Viewing this evidence in the light most favorable to Upshaw, as we must, she has
not provided sufficient evidence of pretext to survive summary judgment. For one thing,
Upshaw filed EEOC charges so frequently, nearly any action Ford took would have been
relatively close in time to one of her filings. The August 2003 meeting to discuss her
“complaints” came many months before she was fired in March 2005. The most recent
EEOC charge she had filed prior to her termination was in June 2004. And Ford did not
fire Upshaw until four months after she filed this lawsuit.
Moreover, Jim Brooks and Gerald Taylor both testified on deposition that the
August 26 discussion was related to internal complaints from and about Upshaw and had
No. 08-3246 Upshaw v. Ford Motor Company Page 28
nothing to do with her EEOC filings. Taylor’s notes on the meeting support this
interpretation: He wrote that “almost daily people are investigating her complaints” and
observed that the human resources employees at Upshaw’s facility had specific concerns
with “[t]he # of complaints, time invested & outcome of these investigations.” Taylor
advised “[t]hat if the data reveal excessive activity with little or no yield then write it up
for termination and I will evaluate if it warrants said release.” These comments reveal
that Taylor was concerned with the amount of time that the plant’s human resources
department was expending in internal investigations regarding Upshaw.
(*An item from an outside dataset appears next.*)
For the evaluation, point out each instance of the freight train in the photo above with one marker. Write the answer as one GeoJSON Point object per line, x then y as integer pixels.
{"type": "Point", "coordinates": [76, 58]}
There is no
evidence that Taylor meant “EEOC charges” when he wrote “complaints,” other than the
fact that this meeting was close in time to one of those charges. There simply is not
enough here from which the jury could find that Taylor must have been referring to
protected activity by Upshaw.
As to the documentation compiled by human resources associates, Taylor found
that although some of the e-mails he received presented insubstantial grievances against
Upshaw, most of them made out a “solid case” for her termination. Even so, Ford did
not fire Upshaw until three months later and did not cite any of the information in that
report as a reason for Upshaw’s dismissal. Again, other than the fact that human
resources associates began soliciting employee feedback about Upshaw shortly after her
November 2004 lawsuit, there is no evidence that the compilation of this report had
anything to do with Upshaw’s EEOC filings.
Whether Upshaw would be able “to prevail at trial on the issue of whether Ford’s
rationale for her termination was pretextual,” Maj. Op. at 24, is immaterial. Because
Upshaw has not presented sufficient evidence from which a jury could find that Ford’s
actions were based on reasons prohibited by Title VII, I would affirm the district court’s
order of summary judgment in favor of Ford.